Concerning the relationship between the components of cognition
scores and activities of daily living, the highest relationship
was found between performance activity and activities of daily
living. It confirms the finding reported by some researchers
that interference with activities of daily living possibly
occurs in more advanced stages of cognitive impairment. Yan
Hoon et al in their study concluded that functional decline
is common in nursing homes, and that more attention should
be paid to the elderly with dementia right from the admission
time (26).
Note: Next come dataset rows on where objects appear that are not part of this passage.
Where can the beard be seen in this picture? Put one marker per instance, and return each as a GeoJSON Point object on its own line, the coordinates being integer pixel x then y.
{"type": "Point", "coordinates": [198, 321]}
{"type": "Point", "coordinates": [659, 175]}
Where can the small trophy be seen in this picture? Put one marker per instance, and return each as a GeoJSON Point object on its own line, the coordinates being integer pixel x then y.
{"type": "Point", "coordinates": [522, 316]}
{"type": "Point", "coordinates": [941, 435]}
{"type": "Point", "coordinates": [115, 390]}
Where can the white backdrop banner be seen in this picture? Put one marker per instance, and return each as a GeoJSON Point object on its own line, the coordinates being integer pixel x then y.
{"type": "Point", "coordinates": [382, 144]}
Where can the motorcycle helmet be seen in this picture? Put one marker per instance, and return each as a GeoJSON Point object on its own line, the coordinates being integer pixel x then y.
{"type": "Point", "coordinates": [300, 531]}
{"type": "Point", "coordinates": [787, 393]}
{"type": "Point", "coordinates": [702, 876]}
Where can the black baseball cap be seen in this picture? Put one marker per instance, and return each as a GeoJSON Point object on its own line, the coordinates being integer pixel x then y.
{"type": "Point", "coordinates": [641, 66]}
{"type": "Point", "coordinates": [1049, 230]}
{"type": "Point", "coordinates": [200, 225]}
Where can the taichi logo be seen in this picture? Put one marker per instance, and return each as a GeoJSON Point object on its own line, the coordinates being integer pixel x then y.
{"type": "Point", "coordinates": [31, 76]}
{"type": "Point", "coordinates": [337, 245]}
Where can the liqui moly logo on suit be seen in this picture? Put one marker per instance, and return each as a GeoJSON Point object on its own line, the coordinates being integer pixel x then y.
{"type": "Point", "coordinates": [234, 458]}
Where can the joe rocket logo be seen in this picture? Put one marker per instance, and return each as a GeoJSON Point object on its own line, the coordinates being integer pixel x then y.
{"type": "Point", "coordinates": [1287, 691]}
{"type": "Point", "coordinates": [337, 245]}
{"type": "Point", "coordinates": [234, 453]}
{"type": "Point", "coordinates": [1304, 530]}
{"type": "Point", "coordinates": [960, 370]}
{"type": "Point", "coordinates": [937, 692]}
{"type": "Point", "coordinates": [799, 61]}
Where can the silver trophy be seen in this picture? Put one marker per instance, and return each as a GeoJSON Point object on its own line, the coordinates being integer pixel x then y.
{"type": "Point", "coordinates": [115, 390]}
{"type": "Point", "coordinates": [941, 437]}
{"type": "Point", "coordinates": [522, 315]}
The findings of Dirik et al's study showed that
functional status, cognitive status, and motility decreased
in the elderly patients hospitalized in institutions (19).
Since the relationship between cognitive impairment and functional
impairment was sought in the present study, the assessment
of the relationship with drug type was not possible due to
the consumption of multiple medications by the elderly patients,
and this was one of the limitations of the present study.
The second limitation of our study was the application of
the availability sampling method, which made causative relationships
impossible.
Final conclusions
and recommendations
In this study, we investigated the concurrent changes in functional
and cognitive status of the hospitalized elderly. There was
a significant relationship between functional decline in daily
activities and cognitive impairment. The study showed that
8 out of 10 of the hospitalized elderly patients suffered
from varying degrees of undesirable cognitive status, and
this disorder was associated significantly with age, gender,
ward, type of diagnosis, and educational level. Improvements
in performance, mobility, and cognitive status should be among
the first priorities of geriatric rehabilitation, and initial
evaluation of cognitive and functional status is essential
in the assessment of the elderly in caring institutions. Independence
in functional activities and an independent life-style should
be taken into account in the elderly. Moreover, more research
is needed to identify the mechanisms that increase the vulnerability
of functional decline, and causative relationships between
impairments in physical performance and cognitive performance.